O presidente chegou a declarar há duas semanas apoio público à manutenção do teto de gastos, após ter antes admitido discussões internas no governo sobre furar a regra fiscal com objetivo de levantar recursos para obras. Mas, agora, ele volta a colocar em xeque o seu compromisso com a austeridade fiscal ao vetar a proposta inicial da equipe econômica para o Renda Brasil.

Bolsonaro classificou a ideia de extinguir o abono salarial para viabilizar o novo programa social como “tirar dos pobres” para dar para os “paupérrimos”. Ele pediu a Guedes uma solução em que não se mexa nos atuais programais sociais, com exceção do Bolsa Família, que já vai ser substituído. E deu um prazo de três dias, que vence nesta sexta, para a equipe econômica apresentar uma solução.

Assim, o presidente deixou a equipe econômica numa situação de sinuca de bico, conforme mostrou a Gazeta do Povo. A proposta do Ministério da Economia era pôr fim às transferências de renda consideradas ineficientes, principalmente o abono salarial, que custa cerca de R$ 18 bilhões ao ano, e remanejar os recursos desses programas para criar o Renda Brasil. Esse remanejamento é necessário porque o teto de gastos acaba obrigando o governo a cortar despesas permanentes para criar uma despesa permanente nova.

Praticamente não há espaço dentro do teto de gastos para criação de novas despesas sem corte de outros gastos. O espaço no teto vai crescer apenas 2,13% no que vem, devido à inflação baixa registrada de junho de 2019 a junho de 2020. Isso quer dizer que as despesas poderão passar de R$ 1,454 trilhão, que foi o limite orçamentário de despesas deste ano, para R$ 1,485 trilhão, que é o reajuste permitido pelo teto. Com isso, o governo federal só poderá aumentar suas despesas em R$ 31 bilhões em 2021, o menor limite desde a criação da regra, em 2016.

Viabilização do Renda Brasil coloca em xeque teto de gastos

Por isso, ao pedir que a equipe econômica viabilize o Renda Brasil sem permitir que se corte programas ineficientes, o presidente coloca o teto de gastos e o ministro Paulo Guedes em uma situação incômoda. A equipe econômica é totalmente contra furar o teto para acomodar mais gastos públicos, pois considera o mecanismo a principal regra fiscal que dá credibilidade econômica ao país.
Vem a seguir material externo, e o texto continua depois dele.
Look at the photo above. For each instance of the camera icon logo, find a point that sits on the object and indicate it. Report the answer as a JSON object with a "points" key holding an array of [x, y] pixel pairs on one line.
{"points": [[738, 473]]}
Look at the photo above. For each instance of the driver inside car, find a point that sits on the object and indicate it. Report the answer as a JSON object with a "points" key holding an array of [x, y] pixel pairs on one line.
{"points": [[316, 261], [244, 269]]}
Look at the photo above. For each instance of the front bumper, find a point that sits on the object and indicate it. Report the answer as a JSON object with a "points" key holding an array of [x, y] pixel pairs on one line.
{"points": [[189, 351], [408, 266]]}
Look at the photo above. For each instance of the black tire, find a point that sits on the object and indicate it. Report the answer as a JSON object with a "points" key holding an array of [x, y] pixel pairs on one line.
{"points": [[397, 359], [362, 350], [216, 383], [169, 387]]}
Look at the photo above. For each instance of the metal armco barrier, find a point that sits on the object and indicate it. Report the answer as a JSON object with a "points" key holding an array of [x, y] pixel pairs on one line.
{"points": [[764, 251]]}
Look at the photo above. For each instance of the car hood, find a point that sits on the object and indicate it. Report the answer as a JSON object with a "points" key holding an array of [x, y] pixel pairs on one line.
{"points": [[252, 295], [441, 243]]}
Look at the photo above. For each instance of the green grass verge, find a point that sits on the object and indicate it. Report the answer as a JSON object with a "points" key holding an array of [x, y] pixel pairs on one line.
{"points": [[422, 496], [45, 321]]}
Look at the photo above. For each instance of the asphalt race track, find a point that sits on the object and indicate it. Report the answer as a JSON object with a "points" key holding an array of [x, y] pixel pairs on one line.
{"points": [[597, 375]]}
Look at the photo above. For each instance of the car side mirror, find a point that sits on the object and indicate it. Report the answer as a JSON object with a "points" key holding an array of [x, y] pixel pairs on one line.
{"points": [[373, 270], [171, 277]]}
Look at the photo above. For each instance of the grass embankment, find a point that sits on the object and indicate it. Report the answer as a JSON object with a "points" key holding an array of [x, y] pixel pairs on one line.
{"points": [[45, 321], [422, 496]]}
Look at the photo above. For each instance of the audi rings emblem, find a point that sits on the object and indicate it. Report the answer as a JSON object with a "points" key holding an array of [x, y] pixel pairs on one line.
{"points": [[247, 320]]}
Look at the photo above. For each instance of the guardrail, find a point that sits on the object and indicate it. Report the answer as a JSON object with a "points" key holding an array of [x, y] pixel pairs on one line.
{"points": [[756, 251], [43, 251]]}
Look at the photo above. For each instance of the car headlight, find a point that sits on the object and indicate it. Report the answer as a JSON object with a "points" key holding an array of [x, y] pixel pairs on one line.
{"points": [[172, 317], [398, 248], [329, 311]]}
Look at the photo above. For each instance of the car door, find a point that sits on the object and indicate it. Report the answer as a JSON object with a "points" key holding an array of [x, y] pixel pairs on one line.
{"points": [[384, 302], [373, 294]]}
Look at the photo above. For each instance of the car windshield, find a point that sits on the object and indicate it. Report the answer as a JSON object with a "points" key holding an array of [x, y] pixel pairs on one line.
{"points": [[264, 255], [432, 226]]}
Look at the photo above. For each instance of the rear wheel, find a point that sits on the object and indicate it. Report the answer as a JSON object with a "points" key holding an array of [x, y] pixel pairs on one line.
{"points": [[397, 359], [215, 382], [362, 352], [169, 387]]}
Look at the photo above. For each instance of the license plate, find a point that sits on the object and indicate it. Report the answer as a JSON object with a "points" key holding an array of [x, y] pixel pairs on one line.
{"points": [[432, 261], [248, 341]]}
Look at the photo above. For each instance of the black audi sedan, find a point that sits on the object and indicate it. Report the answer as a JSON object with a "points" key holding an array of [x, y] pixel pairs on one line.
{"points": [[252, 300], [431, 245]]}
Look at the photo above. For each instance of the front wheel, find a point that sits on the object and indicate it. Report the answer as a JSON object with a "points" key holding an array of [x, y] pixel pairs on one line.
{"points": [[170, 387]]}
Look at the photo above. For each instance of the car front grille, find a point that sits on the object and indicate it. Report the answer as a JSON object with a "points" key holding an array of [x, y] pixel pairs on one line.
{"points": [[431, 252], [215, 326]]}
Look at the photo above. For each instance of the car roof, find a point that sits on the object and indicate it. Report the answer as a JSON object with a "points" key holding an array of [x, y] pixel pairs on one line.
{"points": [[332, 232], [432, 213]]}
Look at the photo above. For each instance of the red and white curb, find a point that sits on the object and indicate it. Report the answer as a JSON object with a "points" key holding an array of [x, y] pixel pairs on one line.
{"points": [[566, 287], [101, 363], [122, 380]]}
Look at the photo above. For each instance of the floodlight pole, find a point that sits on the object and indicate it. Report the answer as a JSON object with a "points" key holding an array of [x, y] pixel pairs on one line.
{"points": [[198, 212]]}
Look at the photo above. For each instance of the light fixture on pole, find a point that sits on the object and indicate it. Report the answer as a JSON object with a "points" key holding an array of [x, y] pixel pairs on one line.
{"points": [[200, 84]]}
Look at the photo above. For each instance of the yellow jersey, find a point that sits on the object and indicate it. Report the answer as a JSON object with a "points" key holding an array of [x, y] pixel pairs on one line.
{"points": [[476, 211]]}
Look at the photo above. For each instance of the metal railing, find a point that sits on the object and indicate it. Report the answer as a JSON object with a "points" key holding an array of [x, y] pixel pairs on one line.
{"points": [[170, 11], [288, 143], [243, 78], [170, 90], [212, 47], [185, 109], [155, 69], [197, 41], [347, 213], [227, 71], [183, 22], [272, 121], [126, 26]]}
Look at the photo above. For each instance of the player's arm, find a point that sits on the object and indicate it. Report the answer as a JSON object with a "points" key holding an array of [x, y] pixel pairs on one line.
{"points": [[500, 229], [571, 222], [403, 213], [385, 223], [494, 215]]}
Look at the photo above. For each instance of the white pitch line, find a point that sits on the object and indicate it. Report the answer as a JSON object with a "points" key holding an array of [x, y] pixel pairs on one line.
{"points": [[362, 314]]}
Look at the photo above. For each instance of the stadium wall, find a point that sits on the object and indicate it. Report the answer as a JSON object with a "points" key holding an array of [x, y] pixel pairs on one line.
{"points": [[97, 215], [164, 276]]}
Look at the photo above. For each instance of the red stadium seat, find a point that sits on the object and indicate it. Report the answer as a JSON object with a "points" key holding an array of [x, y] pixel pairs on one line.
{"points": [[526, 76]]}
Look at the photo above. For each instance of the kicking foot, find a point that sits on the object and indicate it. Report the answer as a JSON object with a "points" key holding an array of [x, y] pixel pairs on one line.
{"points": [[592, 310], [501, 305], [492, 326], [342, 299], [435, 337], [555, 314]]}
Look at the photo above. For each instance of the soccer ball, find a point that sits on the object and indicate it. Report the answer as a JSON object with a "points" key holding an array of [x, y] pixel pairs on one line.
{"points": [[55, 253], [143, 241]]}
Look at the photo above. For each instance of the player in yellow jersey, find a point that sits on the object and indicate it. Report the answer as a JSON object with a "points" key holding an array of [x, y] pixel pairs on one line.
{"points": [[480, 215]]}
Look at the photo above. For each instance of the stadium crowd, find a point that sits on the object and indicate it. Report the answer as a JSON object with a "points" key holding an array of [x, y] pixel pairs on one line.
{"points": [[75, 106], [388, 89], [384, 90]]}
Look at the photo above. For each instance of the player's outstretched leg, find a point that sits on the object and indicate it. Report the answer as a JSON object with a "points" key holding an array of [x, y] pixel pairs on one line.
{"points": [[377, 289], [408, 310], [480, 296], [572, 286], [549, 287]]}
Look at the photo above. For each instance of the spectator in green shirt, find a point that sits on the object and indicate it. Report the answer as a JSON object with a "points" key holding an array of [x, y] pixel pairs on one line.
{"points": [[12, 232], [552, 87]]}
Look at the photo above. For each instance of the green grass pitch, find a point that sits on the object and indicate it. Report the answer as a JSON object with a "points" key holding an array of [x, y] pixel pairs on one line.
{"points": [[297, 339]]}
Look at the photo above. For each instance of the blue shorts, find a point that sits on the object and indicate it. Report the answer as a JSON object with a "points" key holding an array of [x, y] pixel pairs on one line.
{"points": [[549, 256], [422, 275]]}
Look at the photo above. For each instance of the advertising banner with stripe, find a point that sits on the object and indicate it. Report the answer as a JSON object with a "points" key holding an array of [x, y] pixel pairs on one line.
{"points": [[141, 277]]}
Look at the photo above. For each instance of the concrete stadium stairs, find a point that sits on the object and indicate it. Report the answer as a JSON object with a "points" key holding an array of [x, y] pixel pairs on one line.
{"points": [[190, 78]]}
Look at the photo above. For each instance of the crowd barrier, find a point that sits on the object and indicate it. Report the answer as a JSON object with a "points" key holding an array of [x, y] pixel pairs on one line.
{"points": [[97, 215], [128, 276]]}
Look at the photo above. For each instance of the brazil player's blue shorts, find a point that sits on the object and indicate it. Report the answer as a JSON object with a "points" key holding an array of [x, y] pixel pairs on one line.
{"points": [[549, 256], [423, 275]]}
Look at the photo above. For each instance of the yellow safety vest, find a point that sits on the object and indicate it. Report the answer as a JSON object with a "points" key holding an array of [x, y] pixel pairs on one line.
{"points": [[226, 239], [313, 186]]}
Segundo o deputado federal Felipe Rigoni (PSB-ES), que estuda propostas de renda básica, não há muito o que ser feito. “De todos os estudos que eu já fiz, não tem fonte orçamentária dentro do teto para viabilizar um programa de R$ 300 sem cortar outros programas, salários extra-teto e outros penduricalhos”, disse à Gazeta do Povo. O presidente pediu a equipe econômica que o Renda Brasil tenha um benefício médio de R$ 300 por mês.

Sem propor a extinção de programas existentes, Rigoni enxerga apenas dois caminhos para a equipe econômica. O primeiro e mais difícil deles seria abrir espaço no Orçamento propondo o corte de salários extra-teto, remanejando verba não executada de ministérios e de fundos públicos e desindexando todos os contratos e benefícios do governo, incluindo salário mínimo, pensões e aposentadorias. Com todas essas medidas, seria possível abrir um espaço de R$ 30 bilhões por ano.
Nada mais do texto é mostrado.